Sur le mur, un écran noir commença à dérouler de longues lignes de lettres blanches. Kevin se détendit. Ils voulaient juste lui faire lire de nouvelles consignes de sécurité ou quelque chose d’approchant. D’habitude, on lui demandait de le faire chez lui, hors du temps de travail, entre deux contrats ou parfois plusieurs fois dans la même semaine. Il y avait toujours une légère modification dans les procédures dont ni lui ni personne à son niveau ne comprenait jamais les tenants et aboutissants – sans doute un autre bureau lointain y trouvait-il sa raison d’être en faisant gagner quelques centimes lors des interminables procédures judiciaires que la firme menaient en permanence. Pendant que son esprit dérivait, ses yeux suivaient les paragraphes sans les lire – pourquoi se serait-il imposé cet effort ? Ce n’est pas comme s’il était en position de refuser quoi que ce soit.

Validez s’il vous plaît.

Il effleura du doigt la case « j’ai lu et j’accepte les conditions ci-dessus » sur l’écran mural.

Changement de sac à dos. Le nouveau se trouve sur votre siège.

Ah, voilà. C’était sans doute pour cela les nouvelles consignes : un nouveau sac, sans doute encore plus optimisé de l’ancien, avec une nouvelle structure plus légère, un tissu encore plus garni de capteurs ou n’importe quelle autre légère amélioration qu’on voulait lui faire tester. Étrange de faire le changement en plein milieu d’une mission, mais on ne le payait pas pour avoir un avis sur la question.

Le nouveau modèle s’avéra beaucoup plus lourd que l’ancien. Le sol tremblait sous ses pieds, en contact direct avec le vide extérieur.

Remise de votre carte d’identification.

Un petit encart s’ouvrit dans la paroi. Sans y penser, il déposa le document. On allait sans doute l’affecter à une nouvelle zone et donc lui en remettre une nouvelle. Ça expliquait tout : il devait y avoir besoin de renforts dans une autre partie du dirigeable et c’était lui qui allait s’en charger.

Nous avons été heureux de travailler avec vous.

Sa respiration se coupa. La phrase resta suspendu en l’air, juste devant ses yeux.

« Quoi ? » finit-il par dire.

Commande non valide afficha son casque, avant de lui envoyer devant les yeux la liste des cinquante mots qu’il pouvait utiliser pour la machine.

« Répète » dit-il. C’était le seul qui semblait pouvoir servir à quelque chose.

Nous avons été heureux de travailler avec vous.

« Merde ! Appel ! »

Commande non disponible.

Il essaya d’ouvrir la ceinture mais c’était impossible, elle était soudée magnétiquement.

« Putain, putain, putain », répéta-t-il en repassant la liste des commandes.

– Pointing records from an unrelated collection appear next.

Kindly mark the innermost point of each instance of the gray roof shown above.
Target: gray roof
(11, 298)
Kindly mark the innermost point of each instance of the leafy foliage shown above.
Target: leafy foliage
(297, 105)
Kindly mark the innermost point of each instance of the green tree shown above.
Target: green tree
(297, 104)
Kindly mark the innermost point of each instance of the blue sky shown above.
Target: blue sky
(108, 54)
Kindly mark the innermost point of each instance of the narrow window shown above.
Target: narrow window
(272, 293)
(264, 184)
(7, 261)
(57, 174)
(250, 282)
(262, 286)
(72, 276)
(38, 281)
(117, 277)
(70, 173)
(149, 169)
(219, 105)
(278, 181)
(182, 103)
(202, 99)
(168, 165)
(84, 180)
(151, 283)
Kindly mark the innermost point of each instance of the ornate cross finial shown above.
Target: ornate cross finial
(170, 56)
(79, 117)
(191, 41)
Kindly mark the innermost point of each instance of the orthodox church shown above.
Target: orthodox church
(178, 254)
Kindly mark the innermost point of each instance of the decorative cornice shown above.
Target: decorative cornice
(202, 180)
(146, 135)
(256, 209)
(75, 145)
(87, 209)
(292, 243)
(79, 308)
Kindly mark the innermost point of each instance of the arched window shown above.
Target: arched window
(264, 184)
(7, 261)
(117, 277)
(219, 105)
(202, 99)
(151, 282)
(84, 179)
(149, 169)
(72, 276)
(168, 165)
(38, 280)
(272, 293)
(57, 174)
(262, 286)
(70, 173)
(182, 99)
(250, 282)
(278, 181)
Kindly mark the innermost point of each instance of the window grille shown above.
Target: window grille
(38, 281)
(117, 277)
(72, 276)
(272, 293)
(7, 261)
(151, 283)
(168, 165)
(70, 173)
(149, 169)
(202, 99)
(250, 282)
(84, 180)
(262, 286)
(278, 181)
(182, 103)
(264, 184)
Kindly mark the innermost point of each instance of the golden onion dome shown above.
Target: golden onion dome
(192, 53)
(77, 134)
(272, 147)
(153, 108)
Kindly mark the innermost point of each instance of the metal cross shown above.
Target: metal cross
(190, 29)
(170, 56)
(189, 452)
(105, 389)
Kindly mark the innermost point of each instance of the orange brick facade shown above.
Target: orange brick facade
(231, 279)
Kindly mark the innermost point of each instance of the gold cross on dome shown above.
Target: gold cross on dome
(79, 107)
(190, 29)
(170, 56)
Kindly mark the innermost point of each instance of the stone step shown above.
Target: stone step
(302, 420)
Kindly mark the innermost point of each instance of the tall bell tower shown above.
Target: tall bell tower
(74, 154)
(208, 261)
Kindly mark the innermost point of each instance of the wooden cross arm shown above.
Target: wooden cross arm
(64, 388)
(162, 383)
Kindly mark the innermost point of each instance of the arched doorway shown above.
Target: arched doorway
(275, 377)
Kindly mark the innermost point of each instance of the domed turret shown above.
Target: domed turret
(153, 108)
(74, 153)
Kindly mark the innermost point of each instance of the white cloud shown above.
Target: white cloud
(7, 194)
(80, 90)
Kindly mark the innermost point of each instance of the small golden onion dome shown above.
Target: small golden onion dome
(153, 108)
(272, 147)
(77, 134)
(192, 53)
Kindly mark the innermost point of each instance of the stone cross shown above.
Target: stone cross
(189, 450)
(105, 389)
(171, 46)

Il essaya autre chose : « Mission ? Dernière ? »

Votre dernière mission était : validation de votre fin de contrat.

Ses membres se figèrent. Il lui semblait que le bruit du vent sur les parois extérieures de l’appareil était de plus en plus fort.

Souhaitez-vous connaître les modalité de recours ? demanda la voix dans ses oreilles.

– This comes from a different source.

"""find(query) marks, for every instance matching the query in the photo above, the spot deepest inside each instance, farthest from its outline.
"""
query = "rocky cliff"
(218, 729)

« Oui ! » cria-t-il. Le syndicat… Le syndicat lui avait promis que…

Nos données indiquent que vous avez été satisfait de chacune des étapes de la procédure : aucun recours possible.

« Quoi ? Quelles données ? Données ! Données ! »

Données d’activité neuronales : degré d’acceptation enregistré supérieur au niveau minimum requis.

« Mais... »

Le patch. Le putain de patch. Il essaya de glisser un doigt sous le casque, de défaire les lanières qui lui serraient de plus en plus la gorge...

Rappel : retirer votre casque en cours de vol est passible de licenciement.

« Bordel ! »

Dans l’intérêt de la sécurité du vol, nous allons procéder à une séparation immédiate.

« Non ! Putain, non ! Vous parlez… Non ! Non ! »

Procédure de séparation entamée.

Un raclement désagréable lui fit baisser les yeux. L’air s’engouffrait en hurlant dans la cabine au fur et à mesure que le sol s’ouvrait laissant voir, loin en bas, les toits des maisons.

Le parachute est automatique. Veuillez le rapporter ainsi que le casque de sécurité au lieu habituel sous peine de poursuites.

La ceinture de sécurité s’ouvrit, le strapontin s’affaissa. Dans un cri, il vit le plafond s’éloigner. Quelque part, très loin, peut-être dans un autre pays, un écran enregistrait une activité neuronale constante, un niveau de satisfaction dans les normes admises par la compagnie.